It has indeed. You knew I wouldn't be able to keep up with some sort of discipline, right? Wrong! I just haven't posted and keeping track is a drag, dude.
I've added a few things to the routine - instead of reading each of the Writers at Work books as a whole, I'm going to read one interview a week until I get through the series. I've also added one essay/short story/whatever from a magazine called McSweeney's, which is edited by the same dude who does the Best American Non-Required Reading series, so it is AWESOME. The current issue came in a box that is a giant head, complete with drawings of brain matter and sinew. Lovely and pretty hysterical.
That means I've also changed the goal of two books a week to one fiction book and one non-fiction book a week. Still 104 books a year, but changed up so I get a little knowledge thrown in with my entertainment.

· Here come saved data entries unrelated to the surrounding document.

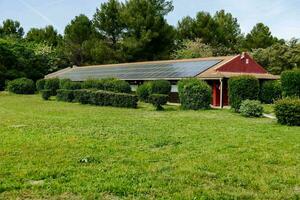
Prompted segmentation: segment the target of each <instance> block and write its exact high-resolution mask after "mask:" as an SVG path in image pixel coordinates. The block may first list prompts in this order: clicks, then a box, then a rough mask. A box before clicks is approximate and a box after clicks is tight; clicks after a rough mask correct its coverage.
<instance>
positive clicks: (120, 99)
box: [91, 90, 138, 108]
mask: <svg viewBox="0 0 300 200" xmlns="http://www.w3.org/2000/svg"><path fill="white" fill-rule="evenodd" d="M137 102H138V98H137V96H136V95H132V94H126V93H115V92H108V91H101V90H98V91H93V92H92V94H91V104H94V105H98V106H113V107H123V108H136V107H137Z"/></svg>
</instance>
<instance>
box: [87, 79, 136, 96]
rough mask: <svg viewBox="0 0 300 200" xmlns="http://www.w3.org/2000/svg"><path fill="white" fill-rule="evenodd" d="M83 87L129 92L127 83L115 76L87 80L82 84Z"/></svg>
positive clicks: (129, 92)
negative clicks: (120, 79)
mask: <svg viewBox="0 0 300 200" xmlns="http://www.w3.org/2000/svg"><path fill="white" fill-rule="evenodd" d="M82 86H83V87H82V88H84V89H98V90H105V91H111V92H118V93H131V87H130V85H129V83H127V82H126V81H123V80H119V79H115V78H105V79H100V80H93V79H91V80H87V81H84V83H83V85H82Z"/></svg>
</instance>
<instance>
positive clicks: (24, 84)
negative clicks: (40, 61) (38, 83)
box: [7, 78, 35, 94]
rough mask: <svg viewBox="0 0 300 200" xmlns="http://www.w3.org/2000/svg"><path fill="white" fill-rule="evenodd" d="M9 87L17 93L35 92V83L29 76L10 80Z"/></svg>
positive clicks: (8, 87) (16, 93) (30, 93)
mask: <svg viewBox="0 0 300 200" xmlns="http://www.w3.org/2000/svg"><path fill="white" fill-rule="evenodd" d="M7 89H8V91H9V92H12V93H16V94H34V91H35V84H34V82H33V81H32V80H30V79H28V78H18V79H15V80H13V81H9V82H8V85H7Z"/></svg>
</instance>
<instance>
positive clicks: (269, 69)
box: [252, 40, 300, 75]
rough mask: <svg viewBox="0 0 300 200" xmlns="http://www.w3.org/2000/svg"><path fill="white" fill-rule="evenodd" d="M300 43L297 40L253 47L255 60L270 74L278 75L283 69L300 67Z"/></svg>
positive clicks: (290, 69) (298, 67) (253, 53)
mask: <svg viewBox="0 0 300 200" xmlns="http://www.w3.org/2000/svg"><path fill="white" fill-rule="evenodd" d="M299 51H300V43H299V41H297V40H291V41H290V42H286V43H284V42H281V43H276V44H274V45H272V46H270V47H268V48H265V49H254V50H253V53H252V55H253V57H254V59H255V61H256V62H258V63H259V64H260V65H261V66H263V67H265V68H266V69H267V70H268V71H269V72H271V73H272V74H278V75H280V74H281V73H282V72H283V71H286V70H291V69H297V68H299V67H300V54H299V53H297V52H299Z"/></svg>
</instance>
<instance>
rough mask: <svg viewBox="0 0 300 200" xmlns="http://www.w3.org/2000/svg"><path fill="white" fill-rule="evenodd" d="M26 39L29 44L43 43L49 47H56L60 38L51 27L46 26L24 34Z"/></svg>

Right now the non-fiction book is one I've been meaning to read for a long time. It's An Exaltation of Larks by James Lipton, the man who hosts Inside the Actor's Studio. It turns out he's a genius. It's a book, by the way, that would totally bore anyone who isn't a word-nerd. It's just lists of phrases like "a pride of lions" or "a nest of machine guns" (my personal favorite). Sometimes there is a back story to where the phrase originated. Sometimes, just lists.
My Weekly Calendar
I used to have a goal here about eventually reading one book a day and writing fifty pages each week. Someday I may be able to get to fifty pages written, but I've had to come to terms with my inability to read fast enough to ever reach the other goal. Instead, I've begun pacing myself for what I think I can accomplish around work and other priorities. It will drastically cut back how many books I get through each year, but sometimes life is also about accepting what you won't achieve. It's beautiful and necessary to believe in infinite possibilities, but it's also beautiful and necessary to understand limitations.